Permission granted for controversial €160m waste incinerator in Ringaskiddy

Permission granted for controversial €160m waste incinerator in Ringaskiddy
An artist's impression, supplied by Indaver, of what the company says its proposed incinerator will look like in Ringaskiddy.

PLANNING Permission has been granted for a controversial waste incinerator in Ringaskiddy.

An Bord Pleanála wrote to the applicants and opponents this morning informing them of their decision to grant permission for the development.

The decision follows years of applications and appeals as the development has faced huge opposition from residents in the local harbour.

The controversial €160m waste facility, to be built by Indaver, will process 240,000 tonnes of waste every year.

The latest planning application was lodged in January 2016 with an oral hearing taking place in April and May of that year. The ruling was initially expected in July 2016 but was delayed on numerous occasion.

It is the third time since 2001 that Indaver has applied to build an incinerator in Ringaskiddy.

Mary O'Leary of the CHASE group, who had fought a long battle against the incinerator plan, said she was shocked to find out the development this morning.

She said: "This is terrible - I am shocked.
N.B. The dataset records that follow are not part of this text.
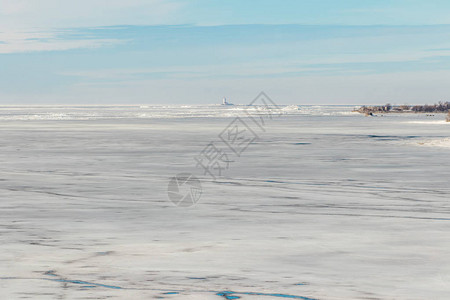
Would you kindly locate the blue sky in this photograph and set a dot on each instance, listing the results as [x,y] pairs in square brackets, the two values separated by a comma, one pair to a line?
[154,51]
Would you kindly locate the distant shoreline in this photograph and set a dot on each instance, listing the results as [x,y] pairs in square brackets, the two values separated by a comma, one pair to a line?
[440,108]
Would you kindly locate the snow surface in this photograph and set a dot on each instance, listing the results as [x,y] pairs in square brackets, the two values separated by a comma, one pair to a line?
[326,204]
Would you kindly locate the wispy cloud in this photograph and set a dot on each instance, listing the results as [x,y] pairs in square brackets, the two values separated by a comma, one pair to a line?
[19,42]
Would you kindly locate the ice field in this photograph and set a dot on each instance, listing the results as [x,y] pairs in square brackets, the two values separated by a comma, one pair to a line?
[325,204]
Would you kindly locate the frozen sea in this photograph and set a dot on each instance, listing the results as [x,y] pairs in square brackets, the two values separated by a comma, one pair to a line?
[324,204]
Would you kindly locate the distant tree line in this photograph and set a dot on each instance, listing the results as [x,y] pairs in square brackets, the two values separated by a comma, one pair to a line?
[441,107]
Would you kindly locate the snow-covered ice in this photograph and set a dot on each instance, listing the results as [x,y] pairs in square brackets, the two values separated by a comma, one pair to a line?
[326,204]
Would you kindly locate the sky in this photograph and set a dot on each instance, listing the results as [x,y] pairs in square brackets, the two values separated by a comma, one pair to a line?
[198,51]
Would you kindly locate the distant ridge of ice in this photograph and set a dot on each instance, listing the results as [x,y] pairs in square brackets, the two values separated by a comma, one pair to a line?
[442,143]
[67,113]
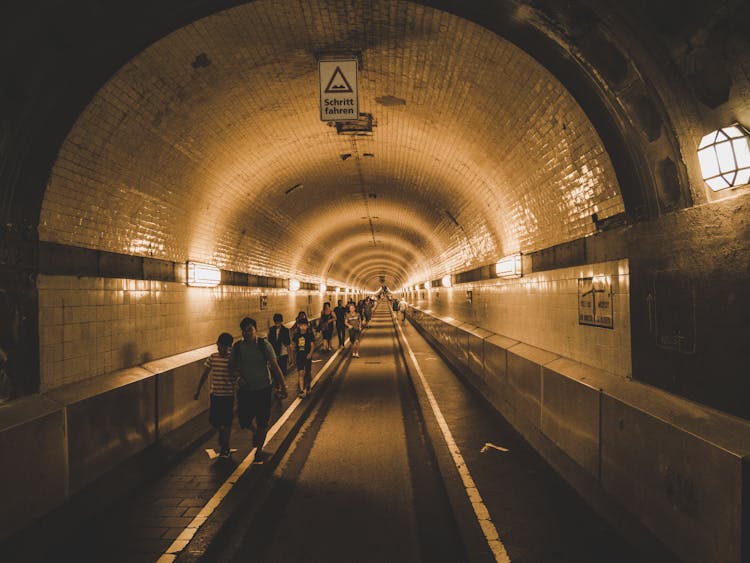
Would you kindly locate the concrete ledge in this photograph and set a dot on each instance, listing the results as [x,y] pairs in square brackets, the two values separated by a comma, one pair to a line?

We had been absolutely hoping for an outright refusal."

She said CHASE will be meeting with their legal team to discuss the possibility of seeking a judicial review of the An Bord Pleanála decision.

Cork’s Green Party also objected to the incinerator and said they are disappointed by the decision.

Speaking this morning the party's representative in Cork South Central, Lorna Bogue, said:"I am extremely disappointed in this decision by An Bórd Pleanála.

“They were provided with several strong environmental reasons as to why this facility was not suited to this site.

"In my own submission, I highlighted the fact that Ireland does not, in fact, produce enough waste to keep this incinerator open.” Independent county councillor Marcia D'Alton said: "I am absolutely devastated. We have been 17 years fighting this."

"It is a very, very sad morning. Since we began fighting this 17 years ago, Spike Island has become one of the most recognised tourist attractions in the world - it is just 750 metres away from the planned incinerator. What does this mean for Spike?

"An Bord Pleanála has made a very wrong decision."